By 1971, the Battalion had fought in seven campaigns, and its service during this period was later recognized with a Republic of Vietnam (ROV) Cross Gallantry with Palm award and an ROV Civil Action Honor Medal, First Class (Batteries A and B were individually awarded the Valorous Unit Award for service during the defense of Saigon and Battle of Hue. As previously mentioned, the Battalion was inactivated from 1986 until 2006, when it was assigned to the 4th Brigade Combat Team, 82nd Airborne and activated at Fort Bragg (known as Fort Liberty since June 2023). Over the final eight years of its service life, the Battalion was deployed to Afghanistan three times in support of the War on Terrorism.

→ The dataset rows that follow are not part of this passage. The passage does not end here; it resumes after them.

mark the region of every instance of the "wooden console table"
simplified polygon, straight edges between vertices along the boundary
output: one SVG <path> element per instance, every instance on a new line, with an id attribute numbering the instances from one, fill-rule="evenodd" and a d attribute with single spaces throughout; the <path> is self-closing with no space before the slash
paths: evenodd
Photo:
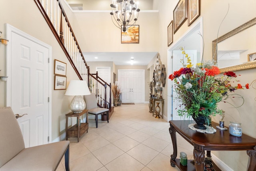
<path id="1" fill-rule="evenodd" d="M 81 116 L 86 113 L 86 120 L 85 123 L 80 123 L 80 118 Z M 68 129 L 68 117 L 76 117 L 77 123 Z M 85 109 L 82 112 L 70 112 L 66 115 L 66 140 L 70 137 L 77 137 L 77 142 L 79 142 L 79 138 L 85 131 L 88 132 L 89 124 L 88 123 L 88 110 Z"/>
<path id="2" fill-rule="evenodd" d="M 206 150 L 207 157 L 210 157 L 211 151 L 247 150 L 247 155 L 250 157 L 247 171 L 256 171 L 256 139 L 244 133 L 242 137 L 235 137 L 230 135 L 228 130 L 216 129 L 217 132 L 213 134 L 199 133 L 188 127 L 188 123 L 194 123 L 194 121 L 170 121 L 169 122 L 169 130 L 173 146 L 173 153 L 171 155 L 170 161 L 172 166 L 174 167 L 176 165 L 182 171 L 203 171 Z M 216 128 L 218 124 L 212 122 L 212 125 Z M 184 166 L 180 164 L 179 159 L 176 159 L 176 132 L 194 146 L 195 167 L 190 162 L 192 160 L 188 160 L 188 165 Z M 216 171 L 221 170 L 214 163 L 213 164 Z"/>

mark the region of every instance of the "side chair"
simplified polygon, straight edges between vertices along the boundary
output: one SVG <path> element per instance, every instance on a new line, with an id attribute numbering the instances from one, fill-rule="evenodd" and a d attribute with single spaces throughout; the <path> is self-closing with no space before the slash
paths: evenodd
<path id="1" fill-rule="evenodd" d="M 109 110 L 103 107 L 98 107 L 95 93 L 91 93 L 89 95 L 84 95 L 84 99 L 86 106 L 86 108 L 88 109 L 88 113 L 95 115 L 96 121 L 96 128 L 98 128 L 98 115 L 103 113 L 107 114 L 107 120 L 109 122 Z"/>
<path id="2" fill-rule="evenodd" d="M 19 124 L 10 107 L 0 107 L 0 171 L 55 171 L 65 154 L 69 169 L 69 141 L 25 148 Z"/>

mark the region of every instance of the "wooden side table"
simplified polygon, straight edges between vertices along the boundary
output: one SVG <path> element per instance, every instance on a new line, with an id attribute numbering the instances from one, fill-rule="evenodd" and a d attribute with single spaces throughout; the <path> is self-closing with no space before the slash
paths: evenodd
<path id="1" fill-rule="evenodd" d="M 228 130 L 216 129 L 214 133 L 203 133 L 193 131 L 188 127 L 190 121 L 170 121 L 169 129 L 173 147 L 173 153 L 171 155 L 171 165 L 177 166 L 182 171 L 203 171 L 204 166 L 205 151 L 207 157 L 210 157 L 211 151 L 246 150 L 249 156 L 247 171 L 256 171 L 256 139 L 243 133 L 242 137 L 237 137 L 230 135 Z M 216 127 L 218 124 L 212 122 L 212 126 Z M 178 133 L 187 141 L 194 146 L 194 157 L 195 166 L 188 160 L 188 165 L 181 165 L 180 160 L 176 159 L 177 144 L 176 132 Z M 220 169 L 215 165 L 216 171 Z"/>
<path id="2" fill-rule="evenodd" d="M 86 119 L 85 123 L 80 123 L 80 118 L 81 116 L 86 113 Z M 68 129 L 68 117 L 76 117 L 77 123 Z M 88 123 L 88 110 L 86 109 L 82 112 L 70 112 L 66 115 L 66 140 L 69 137 L 77 137 L 77 142 L 79 142 L 79 138 L 85 131 L 88 132 L 89 124 Z"/>

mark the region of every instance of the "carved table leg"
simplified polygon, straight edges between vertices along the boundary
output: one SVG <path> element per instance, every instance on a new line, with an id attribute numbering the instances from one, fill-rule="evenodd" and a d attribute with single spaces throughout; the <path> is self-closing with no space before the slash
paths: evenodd
<path id="1" fill-rule="evenodd" d="M 173 153 L 171 155 L 171 159 L 170 160 L 170 162 L 171 163 L 171 166 L 173 167 L 175 167 L 175 165 L 172 162 L 172 160 L 174 160 L 176 159 L 177 157 L 177 139 L 176 139 L 176 131 L 174 130 L 173 127 L 170 123 L 170 127 L 169 128 L 169 131 L 170 134 L 171 135 L 171 137 L 172 138 L 172 147 L 173 147 Z"/>
<path id="2" fill-rule="evenodd" d="M 197 144 L 194 145 L 194 158 L 196 170 L 203 171 L 204 167 L 204 147 Z"/>
<path id="3" fill-rule="evenodd" d="M 256 146 L 254 150 L 247 150 L 247 155 L 250 157 L 247 166 L 247 171 L 256 171 Z"/>

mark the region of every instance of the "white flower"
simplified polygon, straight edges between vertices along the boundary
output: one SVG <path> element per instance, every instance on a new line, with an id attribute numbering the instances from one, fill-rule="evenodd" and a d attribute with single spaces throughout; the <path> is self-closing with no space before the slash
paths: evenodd
<path id="1" fill-rule="evenodd" d="M 188 82 L 185 84 L 185 87 L 187 89 L 189 89 L 192 87 L 192 84 Z"/>

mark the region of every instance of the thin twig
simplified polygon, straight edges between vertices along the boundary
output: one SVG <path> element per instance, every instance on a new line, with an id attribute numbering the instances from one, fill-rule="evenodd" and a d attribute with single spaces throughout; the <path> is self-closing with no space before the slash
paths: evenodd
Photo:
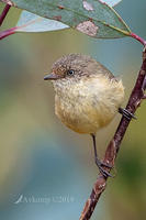
<path id="1" fill-rule="evenodd" d="M 144 98 L 144 90 L 146 88 L 145 81 L 146 81 L 146 47 L 143 51 L 143 64 L 142 64 L 136 84 L 134 86 L 134 89 L 131 94 L 131 97 L 130 97 L 127 106 L 126 106 L 126 109 L 133 114 L 135 113 L 136 109 L 139 107 L 141 102 Z M 117 152 L 120 150 L 120 144 L 124 138 L 124 134 L 130 124 L 130 121 L 126 118 L 122 117 L 121 122 L 117 127 L 117 130 L 106 147 L 105 155 L 103 158 L 104 163 L 108 163 L 109 165 L 114 166 L 114 162 L 117 156 Z M 111 168 L 105 167 L 105 170 L 111 172 Z M 96 205 L 99 201 L 101 194 L 105 189 L 106 180 L 108 180 L 108 178 L 105 178 L 102 174 L 100 174 L 98 176 L 97 182 L 92 188 L 90 198 L 87 200 L 87 202 L 85 205 L 80 220 L 89 220 L 90 219 L 90 217 L 96 208 Z"/>
<path id="2" fill-rule="evenodd" d="M 10 10 L 10 8 L 11 8 L 10 4 L 5 4 L 2 13 L 0 14 L 0 26 L 1 26 L 2 22 L 4 21 L 5 16 L 7 16 L 8 12 L 9 12 L 9 10 Z"/>

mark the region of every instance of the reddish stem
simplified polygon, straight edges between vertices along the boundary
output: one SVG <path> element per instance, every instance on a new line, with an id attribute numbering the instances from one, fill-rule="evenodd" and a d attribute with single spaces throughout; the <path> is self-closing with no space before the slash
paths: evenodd
<path id="1" fill-rule="evenodd" d="M 144 46 L 146 46 L 146 41 L 144 38 L 142 38 L 141 36 L 136 35 L 135 33 L 131 33 L 131 35 L 133 38 L 137 40 L 138 42 L 141 42 Z"/>
<path id="2" fill-rule="evenodd" d="M 2 13 L 0 14 L 0 26 L 2 24 L 2 22 L 4 21 L 4 18 L 7 16 L 9 10 L 10 10 L 11 6 L 7 4 L 2 11 Z"/>
<path id="3" fill-rule="evenodd" d="M 143 40 L 141 40 L 141 42 L 143 42 L 143 44 L 146 43 Z M 126 106 L 126 110 L 128 110 L 133 114 L 135 113 L 136 109 L 139 107 L 142 100 L 145 98 L 145 95 L 144 95 L 144 91 L 146 89 L 145 81 L 146 81 L 146 47 L 144 48 L 144 52 L 143 52 L 143 64 L 142 64 L 136 84 L 133 88 L 133 91 L 128 99 L 128 103 Z M 130 121 L 125 117 L 122 117 L 121 122 L 117 127 L 117 130 L 106 147 L 103 163 L 114 166 L 115 158 L 120 150 L 120 144 L 124 138 L 124 134 L 130 124 Z M 109 167 L 104 167 L 104 168 L 106 172 L 111 170 L 111 168 Z M 108 178 L 105 178 L 102 174 L 98 176 L 97 182 L 93 185 L 91 195 L 85 205 L 83 211 L 79 220 L 89 220 L 91 218 L 94 211 L 94 208 L 100 199 L 100 196 L 105 190 L 106 180 Z"/>
<path id="4" fill-rule="evenodd" d="M 14 28 L 11 28 L 11 29 L 0 32 L 0 40 L 14 34 L 16 29 L 18 29 L 18 26 L 14 26 Z"/>

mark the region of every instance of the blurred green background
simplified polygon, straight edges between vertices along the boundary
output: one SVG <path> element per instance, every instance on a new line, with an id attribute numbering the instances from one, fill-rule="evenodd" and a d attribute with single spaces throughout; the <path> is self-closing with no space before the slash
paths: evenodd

Between August 2009 and 2010, the heroism and courage under fire displayed by the Battalion’s HQ and HQ Battery and Batteries A and B were subsequently recognized with Valorous Unit Awards, Battery A for action in the Zabul and Kandahar provinces and the HHB and Battery B for their service as part of Task Force Professional operating in Herat, Ghor, and Badghis provinces.